United States
California’s 2024 Legal Landscape: Challenges and Solutions

On January 1, 2024, Californians will face 16 new laws covering various topics, including campsite reservations and child sex trafficking. The state imposes high tax rates, but none of the new laws provide tax relief for the people. The California Environmental Protection Agency and California Air Resources Board perform similar functions but do not aim to save money by curtailing bureaucratic redundancy.

The California Coastal Commission has overridden elected governments’ scores and has run roughshod over property rights since the 1970s. None of the 16 new laws aim to eliminate the unelected Coastal Commission, which prevents California from making the best use of its natural resources. During the pandemic, California suffered $30 billion in unemployment fraud, with taxpayer dollars flowing to criminals. None of the 16 new laws seek to rectify this massive waste and fraud. Assembly Bill 1084 and Senate Bill 2 require stores to maintain a “gender-neutral section” for toys, but these intrusive measures are not as important as requiring stores to display toys for both genders.

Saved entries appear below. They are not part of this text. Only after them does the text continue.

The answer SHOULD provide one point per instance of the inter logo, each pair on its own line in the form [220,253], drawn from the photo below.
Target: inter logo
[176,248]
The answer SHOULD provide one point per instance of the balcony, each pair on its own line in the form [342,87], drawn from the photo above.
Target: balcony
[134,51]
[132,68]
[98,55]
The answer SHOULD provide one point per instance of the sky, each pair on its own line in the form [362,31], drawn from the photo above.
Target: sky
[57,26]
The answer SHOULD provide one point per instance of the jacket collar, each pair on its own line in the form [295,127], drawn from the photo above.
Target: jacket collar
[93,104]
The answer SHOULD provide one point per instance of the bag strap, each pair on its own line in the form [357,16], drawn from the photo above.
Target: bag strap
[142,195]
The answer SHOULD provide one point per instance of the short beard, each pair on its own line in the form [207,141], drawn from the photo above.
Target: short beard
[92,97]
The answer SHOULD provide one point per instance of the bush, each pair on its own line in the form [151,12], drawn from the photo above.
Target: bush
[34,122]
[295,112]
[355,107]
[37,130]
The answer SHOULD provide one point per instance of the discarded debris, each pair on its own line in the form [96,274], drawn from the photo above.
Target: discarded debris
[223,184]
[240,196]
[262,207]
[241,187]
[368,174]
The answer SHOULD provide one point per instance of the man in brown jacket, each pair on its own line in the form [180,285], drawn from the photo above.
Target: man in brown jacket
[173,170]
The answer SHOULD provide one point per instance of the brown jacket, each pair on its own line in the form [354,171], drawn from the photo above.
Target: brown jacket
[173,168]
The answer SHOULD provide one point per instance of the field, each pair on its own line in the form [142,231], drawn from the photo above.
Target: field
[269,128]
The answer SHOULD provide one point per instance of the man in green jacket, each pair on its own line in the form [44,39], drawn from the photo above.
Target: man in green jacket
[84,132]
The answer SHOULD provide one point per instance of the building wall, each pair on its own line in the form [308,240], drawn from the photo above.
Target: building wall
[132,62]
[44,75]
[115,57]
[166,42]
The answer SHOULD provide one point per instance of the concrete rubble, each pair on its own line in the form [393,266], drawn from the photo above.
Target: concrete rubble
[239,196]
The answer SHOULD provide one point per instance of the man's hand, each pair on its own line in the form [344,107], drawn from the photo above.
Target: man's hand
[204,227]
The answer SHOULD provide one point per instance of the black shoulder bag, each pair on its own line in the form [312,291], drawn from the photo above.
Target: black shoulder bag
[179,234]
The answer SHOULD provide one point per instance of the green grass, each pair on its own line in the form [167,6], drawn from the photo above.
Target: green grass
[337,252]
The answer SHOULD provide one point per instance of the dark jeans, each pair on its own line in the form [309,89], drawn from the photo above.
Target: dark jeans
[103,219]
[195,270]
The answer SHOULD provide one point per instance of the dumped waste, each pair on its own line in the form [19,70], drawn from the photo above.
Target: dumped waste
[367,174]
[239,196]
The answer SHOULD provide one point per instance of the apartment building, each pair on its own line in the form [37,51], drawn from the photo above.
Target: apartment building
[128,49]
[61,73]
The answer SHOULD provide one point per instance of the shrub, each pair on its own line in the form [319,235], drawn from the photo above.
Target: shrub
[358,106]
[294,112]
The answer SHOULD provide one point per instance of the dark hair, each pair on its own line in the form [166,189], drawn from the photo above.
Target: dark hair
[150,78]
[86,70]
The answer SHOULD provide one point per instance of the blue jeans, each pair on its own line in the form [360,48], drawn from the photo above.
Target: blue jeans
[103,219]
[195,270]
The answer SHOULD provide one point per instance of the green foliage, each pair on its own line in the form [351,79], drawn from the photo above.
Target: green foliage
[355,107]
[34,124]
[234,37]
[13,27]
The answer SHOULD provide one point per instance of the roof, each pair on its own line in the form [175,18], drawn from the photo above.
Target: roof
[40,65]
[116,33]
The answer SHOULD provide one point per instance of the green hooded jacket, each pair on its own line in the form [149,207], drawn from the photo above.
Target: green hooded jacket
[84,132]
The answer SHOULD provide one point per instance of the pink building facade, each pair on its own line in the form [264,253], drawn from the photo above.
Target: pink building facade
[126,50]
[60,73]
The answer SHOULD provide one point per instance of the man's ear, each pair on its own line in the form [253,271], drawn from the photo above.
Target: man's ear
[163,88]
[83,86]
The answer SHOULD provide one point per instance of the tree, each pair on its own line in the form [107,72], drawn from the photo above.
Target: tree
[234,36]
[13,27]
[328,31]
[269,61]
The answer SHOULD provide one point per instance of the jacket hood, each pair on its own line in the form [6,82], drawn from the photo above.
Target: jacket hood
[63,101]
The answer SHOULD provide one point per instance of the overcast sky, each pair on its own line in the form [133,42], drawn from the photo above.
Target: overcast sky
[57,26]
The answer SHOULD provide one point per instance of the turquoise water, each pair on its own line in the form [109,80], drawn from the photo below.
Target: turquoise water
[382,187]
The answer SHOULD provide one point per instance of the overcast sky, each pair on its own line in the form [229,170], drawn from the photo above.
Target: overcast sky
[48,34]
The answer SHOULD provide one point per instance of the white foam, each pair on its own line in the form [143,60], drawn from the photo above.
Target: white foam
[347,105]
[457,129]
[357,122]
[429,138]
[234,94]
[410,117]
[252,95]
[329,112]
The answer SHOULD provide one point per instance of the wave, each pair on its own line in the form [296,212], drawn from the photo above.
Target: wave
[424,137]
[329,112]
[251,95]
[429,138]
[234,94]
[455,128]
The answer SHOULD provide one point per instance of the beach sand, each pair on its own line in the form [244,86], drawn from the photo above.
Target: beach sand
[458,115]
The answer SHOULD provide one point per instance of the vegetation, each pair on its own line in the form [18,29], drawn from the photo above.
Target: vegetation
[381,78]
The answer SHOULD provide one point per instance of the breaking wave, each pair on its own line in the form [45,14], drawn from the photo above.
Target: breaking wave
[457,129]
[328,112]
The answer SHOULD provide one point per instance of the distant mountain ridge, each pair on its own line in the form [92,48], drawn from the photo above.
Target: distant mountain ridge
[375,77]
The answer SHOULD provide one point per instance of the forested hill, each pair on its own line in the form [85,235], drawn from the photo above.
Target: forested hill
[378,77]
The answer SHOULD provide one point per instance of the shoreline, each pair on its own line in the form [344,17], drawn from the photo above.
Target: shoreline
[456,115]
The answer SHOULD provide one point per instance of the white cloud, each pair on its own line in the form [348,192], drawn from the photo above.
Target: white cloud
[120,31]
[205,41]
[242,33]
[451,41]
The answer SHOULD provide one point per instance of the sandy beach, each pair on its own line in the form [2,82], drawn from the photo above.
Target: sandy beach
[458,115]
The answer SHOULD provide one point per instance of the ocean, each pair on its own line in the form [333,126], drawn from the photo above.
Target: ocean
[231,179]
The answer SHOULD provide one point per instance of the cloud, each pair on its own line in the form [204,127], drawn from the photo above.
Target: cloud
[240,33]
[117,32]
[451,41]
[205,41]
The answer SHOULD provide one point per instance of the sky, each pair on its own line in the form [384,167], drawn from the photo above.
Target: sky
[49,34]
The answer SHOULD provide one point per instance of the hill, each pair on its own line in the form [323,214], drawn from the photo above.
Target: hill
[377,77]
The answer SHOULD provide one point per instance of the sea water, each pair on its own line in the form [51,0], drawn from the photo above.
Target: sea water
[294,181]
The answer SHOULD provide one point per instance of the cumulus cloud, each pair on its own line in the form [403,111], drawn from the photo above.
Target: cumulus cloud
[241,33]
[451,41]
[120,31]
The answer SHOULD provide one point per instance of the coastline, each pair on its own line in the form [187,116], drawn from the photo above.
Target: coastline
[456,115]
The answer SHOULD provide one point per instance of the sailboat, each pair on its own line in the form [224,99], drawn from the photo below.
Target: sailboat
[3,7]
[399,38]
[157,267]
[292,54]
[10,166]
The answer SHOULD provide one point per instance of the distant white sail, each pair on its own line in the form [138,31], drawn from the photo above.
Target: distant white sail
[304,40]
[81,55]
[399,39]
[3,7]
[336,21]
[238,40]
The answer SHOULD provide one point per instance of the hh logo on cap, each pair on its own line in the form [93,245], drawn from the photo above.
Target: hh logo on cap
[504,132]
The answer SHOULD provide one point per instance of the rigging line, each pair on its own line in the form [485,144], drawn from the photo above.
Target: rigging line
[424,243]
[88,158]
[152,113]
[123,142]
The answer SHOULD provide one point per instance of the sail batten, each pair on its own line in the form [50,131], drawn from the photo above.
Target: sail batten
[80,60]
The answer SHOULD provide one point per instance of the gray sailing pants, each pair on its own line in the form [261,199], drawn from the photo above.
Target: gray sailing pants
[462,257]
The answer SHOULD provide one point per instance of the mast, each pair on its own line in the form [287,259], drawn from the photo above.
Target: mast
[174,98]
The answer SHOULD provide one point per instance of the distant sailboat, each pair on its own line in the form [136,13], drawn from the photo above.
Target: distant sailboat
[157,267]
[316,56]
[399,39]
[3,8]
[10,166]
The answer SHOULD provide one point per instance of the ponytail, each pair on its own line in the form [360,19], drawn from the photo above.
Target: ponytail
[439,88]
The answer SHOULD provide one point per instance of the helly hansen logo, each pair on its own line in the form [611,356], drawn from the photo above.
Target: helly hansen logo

In June 2022, the Supreme Court struck down New York’s law requiring individuals to show a special need for a conceal-and-carry permit. California responded by increasing the minimum age for carrying concealed weapons from 18 to 21 and banning them from sensitive places like schools, parks, playgrounds, and banks. Californians will lose their constitutional right to bear arms on January 1, making them more vulnerable to violent criminals. Criminals convicted of child sex trafficking will face additional prison time and up to 15 years in prison.

Californians have cause to wonder why the 16 measures offer little meaningful relief for the people. In 1996, the California Civil Rights Initiative provided relief from an openly racist state college admissions system and barred racial preferences in state education, employment, and contracting. In 1978, Proposition 13 limited government power to hike property taxes and required a two-thirds vote of the legislature to limit non-property taxes.